Di Jayapura, misalnya, Petronela Merauje (42) atau Mama Nela merupakan salah satu perempuan yang menjaga mangrove di wilayah Teluk Youtefa. Sejak 2010, Mama Nela resah dengan eksploitasi pada lahan mangrove di kawasan Teluk Youtefa. Saat itu, pohon mangrove di kawasan tersebut dibabat oleh masyarakat untuk dijadikan sebagai kayu bakar dan bahan bangunan.

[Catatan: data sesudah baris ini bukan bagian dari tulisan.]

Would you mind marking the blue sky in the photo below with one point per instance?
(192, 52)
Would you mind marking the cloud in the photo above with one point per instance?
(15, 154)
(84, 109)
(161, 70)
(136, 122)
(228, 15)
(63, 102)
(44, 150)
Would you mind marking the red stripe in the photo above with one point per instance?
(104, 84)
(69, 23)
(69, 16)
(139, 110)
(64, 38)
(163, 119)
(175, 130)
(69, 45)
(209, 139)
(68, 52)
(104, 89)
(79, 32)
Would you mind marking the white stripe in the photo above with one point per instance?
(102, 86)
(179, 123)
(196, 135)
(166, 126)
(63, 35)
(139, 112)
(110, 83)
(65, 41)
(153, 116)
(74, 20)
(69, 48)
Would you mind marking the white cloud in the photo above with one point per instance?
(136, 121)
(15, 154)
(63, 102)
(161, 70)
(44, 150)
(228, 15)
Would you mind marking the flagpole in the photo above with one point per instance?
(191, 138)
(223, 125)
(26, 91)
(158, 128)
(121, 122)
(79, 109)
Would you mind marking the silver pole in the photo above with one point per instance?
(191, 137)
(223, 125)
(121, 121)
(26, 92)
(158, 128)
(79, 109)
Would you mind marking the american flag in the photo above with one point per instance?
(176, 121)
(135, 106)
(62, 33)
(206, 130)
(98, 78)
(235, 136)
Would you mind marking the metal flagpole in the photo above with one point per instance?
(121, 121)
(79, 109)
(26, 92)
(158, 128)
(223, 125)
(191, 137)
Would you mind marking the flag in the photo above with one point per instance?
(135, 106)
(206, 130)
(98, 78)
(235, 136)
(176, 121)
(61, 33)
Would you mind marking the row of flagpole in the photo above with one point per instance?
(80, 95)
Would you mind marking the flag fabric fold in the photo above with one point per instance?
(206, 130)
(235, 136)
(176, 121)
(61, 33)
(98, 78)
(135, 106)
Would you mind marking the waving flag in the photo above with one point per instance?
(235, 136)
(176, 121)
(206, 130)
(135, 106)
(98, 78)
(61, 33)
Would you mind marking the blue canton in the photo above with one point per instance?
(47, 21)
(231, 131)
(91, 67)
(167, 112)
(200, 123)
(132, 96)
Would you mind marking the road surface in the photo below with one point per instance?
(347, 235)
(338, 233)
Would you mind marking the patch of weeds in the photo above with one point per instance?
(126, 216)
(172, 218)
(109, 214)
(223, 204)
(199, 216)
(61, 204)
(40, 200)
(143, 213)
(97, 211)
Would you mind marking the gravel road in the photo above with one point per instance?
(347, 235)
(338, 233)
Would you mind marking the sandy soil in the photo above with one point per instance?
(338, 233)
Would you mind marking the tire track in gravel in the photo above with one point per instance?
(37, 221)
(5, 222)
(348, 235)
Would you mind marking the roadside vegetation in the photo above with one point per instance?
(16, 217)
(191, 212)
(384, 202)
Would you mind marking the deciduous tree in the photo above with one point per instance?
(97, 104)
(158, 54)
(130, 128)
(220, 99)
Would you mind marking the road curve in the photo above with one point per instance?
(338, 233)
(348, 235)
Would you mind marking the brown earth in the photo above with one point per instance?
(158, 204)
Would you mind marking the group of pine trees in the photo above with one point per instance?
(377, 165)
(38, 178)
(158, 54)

Mama Nela turut membentuk Kelompok Tani Hutan (KTH) Ibayauw bersama para ibu rumah tangga di kampung sekitar Teluk Youtefa. Mereka menanam kembali ribuan bibit mangrove di kawasan tersebut. Tujuan utamanya, adalah sebagai mitigasi pada bencana alam, seperti abrasi dan rob.
Selain itu, mereka juga memasifkan pemanfaatan efektif dari tanaman magrove. Buah mangrove dimanfaatkan untuk berbagai produk olahan makanan, minuman, dan sabun.
”Di sisi lain, dengan mangrove yang terjaga, nelayan terbantu dengan peningkatan jumlah tangkapan ikan dan udang. Dengan begitu, kepedulian itu semakin besar, ketika (masyarakat) tahu berbagai manfaat dari tanaman mangrove ini,” ujarnya.